On les retrouve notamment dans les poêles antiadhésives, les emballages alimentaires, les textiles imperméables, les cosmétiques, les mousses anti-incendie ou encore les revêtements industriels. Mais ces avantages ont un revers majeur : la persistance extrême de ces molécules dans l’environnement et leur accumulation dans les organismes vivants, ce qui leur vaut le surnom de « polluants éternels ». Aujourd’hui, la recherche scientifique et l’innovation industrielle se mobilisent pour leur trouver des alternatives viables.

Des alternatives déjà disponibles mais encore imparfaites

Face à cette urgence, les alternatives aux PFAS se multiplient. Des bases de données comme celle récemment publiée par l’American Chemical Society recensent déjà plus de 500 alternatives potentielles couvrant un large éventail d’usages, des emballages aux revêtements industriels. Ces alternatives proviennent aussi bien de la chimie de synthèse que de ressources biosourcées, et certaines sont déjà testées en conditions réelles. Parmi les substituts fluorés de nouvelle génération, le HFPO-DA ou encore l’ADONA, sont étudiés comme remplaçants dans certaines applications industrielles. D’autres recherches privilégient des matériaux d’origine naturelle, tels que l’amidon, les protéines végétales ou la chitine, pour développer des revêtements alimentaires performants et biodégradables. Cependant, ces substituts n’atteignent pas encore le même niveau de performance, en particulier pour les applications les plus exigeantes comme les mousses anti-incendie.

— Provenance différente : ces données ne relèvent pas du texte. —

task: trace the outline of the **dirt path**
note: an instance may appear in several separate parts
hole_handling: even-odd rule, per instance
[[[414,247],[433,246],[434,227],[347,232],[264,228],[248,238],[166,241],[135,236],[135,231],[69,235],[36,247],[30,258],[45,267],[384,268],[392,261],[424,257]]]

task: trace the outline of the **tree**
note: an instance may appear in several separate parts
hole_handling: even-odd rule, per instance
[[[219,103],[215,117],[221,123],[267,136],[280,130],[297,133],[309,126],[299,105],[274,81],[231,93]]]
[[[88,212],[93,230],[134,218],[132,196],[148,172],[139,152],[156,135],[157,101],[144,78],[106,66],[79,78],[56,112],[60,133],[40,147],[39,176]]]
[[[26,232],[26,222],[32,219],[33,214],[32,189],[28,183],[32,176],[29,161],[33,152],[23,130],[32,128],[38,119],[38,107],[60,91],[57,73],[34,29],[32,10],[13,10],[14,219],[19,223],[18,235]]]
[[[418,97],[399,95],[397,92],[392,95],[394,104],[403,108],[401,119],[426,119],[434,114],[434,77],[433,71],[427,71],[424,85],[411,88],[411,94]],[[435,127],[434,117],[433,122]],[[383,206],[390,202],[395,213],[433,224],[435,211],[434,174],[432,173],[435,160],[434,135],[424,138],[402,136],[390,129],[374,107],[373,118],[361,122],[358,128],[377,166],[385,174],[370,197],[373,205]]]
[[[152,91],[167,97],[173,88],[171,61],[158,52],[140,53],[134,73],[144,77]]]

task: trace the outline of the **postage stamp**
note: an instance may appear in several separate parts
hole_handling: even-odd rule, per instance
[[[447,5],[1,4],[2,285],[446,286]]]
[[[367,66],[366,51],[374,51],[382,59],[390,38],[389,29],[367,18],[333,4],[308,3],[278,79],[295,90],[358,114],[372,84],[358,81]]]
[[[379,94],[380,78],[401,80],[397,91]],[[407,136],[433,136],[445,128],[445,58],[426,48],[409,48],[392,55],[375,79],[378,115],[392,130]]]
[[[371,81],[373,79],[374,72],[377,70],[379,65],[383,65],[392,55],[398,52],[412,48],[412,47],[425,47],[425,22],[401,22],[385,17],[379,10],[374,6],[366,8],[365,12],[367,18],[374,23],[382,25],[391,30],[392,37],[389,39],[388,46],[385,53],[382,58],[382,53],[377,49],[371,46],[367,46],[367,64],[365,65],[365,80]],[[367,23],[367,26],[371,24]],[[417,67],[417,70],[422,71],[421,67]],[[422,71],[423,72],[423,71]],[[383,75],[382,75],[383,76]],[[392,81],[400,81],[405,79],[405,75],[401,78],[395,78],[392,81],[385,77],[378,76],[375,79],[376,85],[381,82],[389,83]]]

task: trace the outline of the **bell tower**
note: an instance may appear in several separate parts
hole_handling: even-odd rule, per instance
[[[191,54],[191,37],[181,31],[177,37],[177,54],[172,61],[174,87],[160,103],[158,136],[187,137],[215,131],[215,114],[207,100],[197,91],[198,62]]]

Assurer une substitution responsable

La substitution des PFAS ne peut néanmoins pas se limiter à une logique de remplacement direct. Les experts insistent sur la nécessité d’éviter les « substitutions regrettables », lorsque les alternatives s’avèrent elles aussi problématiques pour la santé ou l’environnement. Ainsi, des cadres méthodologiques tels que la certification GreenScreen for Safer Chemicals ou les lignes directrices de l’OCDE offrent des repères pour évaluer la sécurité et la durabilité de ces substituts. En parallèle, des travaux académiques proposent des principes de conception moléculaire permettant de développer des matériaux performants sans les liaisons carbone-fluor particulièrement stables qui rendent les PFAS si persistants. Ces approches ouvrent alors la voie à une chimie véritablement « sans PFAS », pensée dès la conception pour minimiser les risques à long terme.

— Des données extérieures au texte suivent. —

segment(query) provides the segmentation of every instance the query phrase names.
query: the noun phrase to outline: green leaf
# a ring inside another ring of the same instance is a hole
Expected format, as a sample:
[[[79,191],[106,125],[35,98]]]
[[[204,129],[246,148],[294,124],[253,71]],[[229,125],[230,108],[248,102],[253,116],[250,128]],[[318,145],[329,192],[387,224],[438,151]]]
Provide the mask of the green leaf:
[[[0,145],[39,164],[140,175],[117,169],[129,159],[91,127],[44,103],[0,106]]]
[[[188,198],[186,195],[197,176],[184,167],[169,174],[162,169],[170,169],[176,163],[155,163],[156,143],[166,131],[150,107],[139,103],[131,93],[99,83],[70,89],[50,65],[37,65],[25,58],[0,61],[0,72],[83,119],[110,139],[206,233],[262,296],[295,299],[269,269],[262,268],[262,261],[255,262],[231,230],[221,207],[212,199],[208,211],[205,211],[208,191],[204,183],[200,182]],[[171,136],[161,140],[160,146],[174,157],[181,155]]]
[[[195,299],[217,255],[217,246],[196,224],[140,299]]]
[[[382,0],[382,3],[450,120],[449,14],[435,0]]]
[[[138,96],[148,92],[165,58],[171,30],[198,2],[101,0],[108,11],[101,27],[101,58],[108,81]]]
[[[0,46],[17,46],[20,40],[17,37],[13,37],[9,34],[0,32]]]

Des secteurs en pleine recomposition

Certaines industries sont déjà engagées dans la transition. En effet, dans le secteur de la mode et du textile, plusieurs marques comme Patagonia ou Fjällräven ont annoncé l’abandon progressif des traitements à base de PFAS, malgré les difficultés techniques et le surcoût lié aux alternatives. Ensuite, dans le domaine des mousses anti-incendie, plusieurs formulations fluorées neutres (F3) sont en cours de développement, avec des essais prometteurs soutenus par des organismes publics et militaires. L’objectif est d’atteindre d’ici quelques années des performances comparables aux mousses PFAS, tout en éliminant leur impact environnemental. Enfin, dans l’emballage alimentaire, la combinaison de polymères biosourcés et de traitements de surface alternatifs commence également à fournir des solutions compétitives. Ces initiatives témoignent donc d’une volonté croissante des industriels de s’affranchir de la dépendance aux PFAS.

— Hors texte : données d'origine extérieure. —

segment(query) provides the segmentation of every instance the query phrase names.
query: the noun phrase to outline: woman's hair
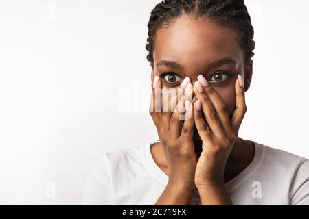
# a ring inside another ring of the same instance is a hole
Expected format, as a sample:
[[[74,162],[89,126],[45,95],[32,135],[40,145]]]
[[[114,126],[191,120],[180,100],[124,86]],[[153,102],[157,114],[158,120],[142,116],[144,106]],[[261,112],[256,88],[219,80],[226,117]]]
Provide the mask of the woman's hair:
[[[245,60],[254,55],[255,47],[251,19],[244,0],[163,0],[151,11],[148,23],[147,60],[153,62],[156,33],[183,13],[203,16],[222,26],[231,28],[238,35],[238,41],[245,52]]]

Vers une nouvelle ère de la chimie des matériaux

Ainsi, la substitution des PFAS représente un défi scientifique et technologique considérable : comment concilier performance, sécurité et durabilité ? Si la route reste longue, les avancées récentes démontrent qu’un avenir sans PFAS est envisageable. Les innovations en chimie verte, la mise à disposition de bases de données ouvertes et la mobilisation de cadres réglementaires incitatifs constituent des leviers essentiels pour accélérer cette transition. À terme, l’objectif n’est pas seulement de remplacer les PFAS, mais de repenser nos modes de conception des matériaux pour construire une chimie plus sûre, circulaire et respectueuse de notre santé et de l’environnement. Une révolution qui pourrait marquer la fin des « polluants éternels ».